Abstract

It is well known that gene regulation is a tightly controlled process in early organismal development. However, the roles of key processes involved in this regulation, such as transcription and translation, are less well understood, and mathematical modeling approaches in this field are still in their infancy. In recent studies, biologists have taken precise measurements of protein and mRNA abundance to determine the relative contributions of key factors involved in regulating protein levels in mammalian cells. We now approach this question from a mathematical modeling perspective. In this study, we use a simple dynamic mathematical model that incorporates terms representing transcription, translation, mRNA and protein decay, and diffusion in an early Drosophila embryo. We perform global sensitivity analyses on this model using various different initial conditions and spatial and temporal outputs. Our results indicate that transcription and translation are often the key parameters to determine protein abundance.

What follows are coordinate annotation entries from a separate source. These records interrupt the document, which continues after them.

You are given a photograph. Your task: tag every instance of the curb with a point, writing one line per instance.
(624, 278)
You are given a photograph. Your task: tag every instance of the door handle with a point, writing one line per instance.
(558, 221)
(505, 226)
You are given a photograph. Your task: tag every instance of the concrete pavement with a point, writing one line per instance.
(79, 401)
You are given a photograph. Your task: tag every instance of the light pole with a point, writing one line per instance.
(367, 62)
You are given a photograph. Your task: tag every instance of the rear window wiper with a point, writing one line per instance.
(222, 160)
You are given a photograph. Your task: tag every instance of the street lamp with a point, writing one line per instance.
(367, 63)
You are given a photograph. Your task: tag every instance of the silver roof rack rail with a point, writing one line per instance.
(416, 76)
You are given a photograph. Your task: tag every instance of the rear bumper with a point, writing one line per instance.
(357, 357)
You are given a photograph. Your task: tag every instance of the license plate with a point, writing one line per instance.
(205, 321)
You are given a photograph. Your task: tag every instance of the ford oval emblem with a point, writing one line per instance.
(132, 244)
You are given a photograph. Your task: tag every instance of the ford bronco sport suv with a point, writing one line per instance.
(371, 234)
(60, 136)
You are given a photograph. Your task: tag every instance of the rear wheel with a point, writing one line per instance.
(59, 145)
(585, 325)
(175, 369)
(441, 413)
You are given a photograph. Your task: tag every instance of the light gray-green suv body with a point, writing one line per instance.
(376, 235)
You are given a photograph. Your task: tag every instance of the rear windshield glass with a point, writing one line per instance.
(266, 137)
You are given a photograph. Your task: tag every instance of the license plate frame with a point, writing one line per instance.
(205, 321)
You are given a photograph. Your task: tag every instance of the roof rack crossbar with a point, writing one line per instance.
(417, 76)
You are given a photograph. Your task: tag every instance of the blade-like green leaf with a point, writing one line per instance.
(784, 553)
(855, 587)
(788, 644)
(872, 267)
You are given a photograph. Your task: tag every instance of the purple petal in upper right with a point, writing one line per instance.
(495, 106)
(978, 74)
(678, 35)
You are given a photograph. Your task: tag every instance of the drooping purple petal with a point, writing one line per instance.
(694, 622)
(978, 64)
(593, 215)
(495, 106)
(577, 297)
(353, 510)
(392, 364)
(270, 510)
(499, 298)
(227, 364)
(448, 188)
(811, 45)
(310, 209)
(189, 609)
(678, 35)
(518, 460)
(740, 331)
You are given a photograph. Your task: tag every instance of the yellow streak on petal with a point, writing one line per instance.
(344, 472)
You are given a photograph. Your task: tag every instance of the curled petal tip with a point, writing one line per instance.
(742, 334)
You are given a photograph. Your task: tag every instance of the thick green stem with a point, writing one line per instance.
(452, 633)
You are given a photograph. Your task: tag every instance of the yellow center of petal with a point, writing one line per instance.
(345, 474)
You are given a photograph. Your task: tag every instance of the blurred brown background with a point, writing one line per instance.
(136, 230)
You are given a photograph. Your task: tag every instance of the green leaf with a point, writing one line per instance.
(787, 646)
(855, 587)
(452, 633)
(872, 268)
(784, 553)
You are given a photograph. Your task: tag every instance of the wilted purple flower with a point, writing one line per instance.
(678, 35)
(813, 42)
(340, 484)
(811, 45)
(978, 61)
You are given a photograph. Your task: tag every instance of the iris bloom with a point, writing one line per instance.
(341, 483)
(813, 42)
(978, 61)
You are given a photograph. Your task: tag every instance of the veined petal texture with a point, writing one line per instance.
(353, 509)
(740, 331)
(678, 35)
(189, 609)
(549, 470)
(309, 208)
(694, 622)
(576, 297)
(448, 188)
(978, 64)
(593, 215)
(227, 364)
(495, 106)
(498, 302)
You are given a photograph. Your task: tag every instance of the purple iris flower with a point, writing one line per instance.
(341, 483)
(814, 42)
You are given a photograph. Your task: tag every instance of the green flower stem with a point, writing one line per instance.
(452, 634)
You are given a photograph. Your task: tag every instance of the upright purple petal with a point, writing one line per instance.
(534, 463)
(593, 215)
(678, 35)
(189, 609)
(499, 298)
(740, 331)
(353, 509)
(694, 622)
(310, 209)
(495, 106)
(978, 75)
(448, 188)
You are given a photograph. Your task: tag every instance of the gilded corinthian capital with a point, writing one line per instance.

This observation is in close agreement with the experimental results from mammalian cells for various initial conditions at particular time points, suggesting that a simple dynamic model can capture the qualitative behavior of a gene. Additionally, we find that parameter sensitivites are temporally dynamic, illustrating the importance of conducting a thorough global sensitivity analysis across multiple time points when analyzing mathematical models of gene regulation.

Highlights

  • Gene regulation in embryonic development Embryonic development in animals is very precisely controlled by a network of regulatory proteins (Davidson, 2010; Peter and Davidson, 2011)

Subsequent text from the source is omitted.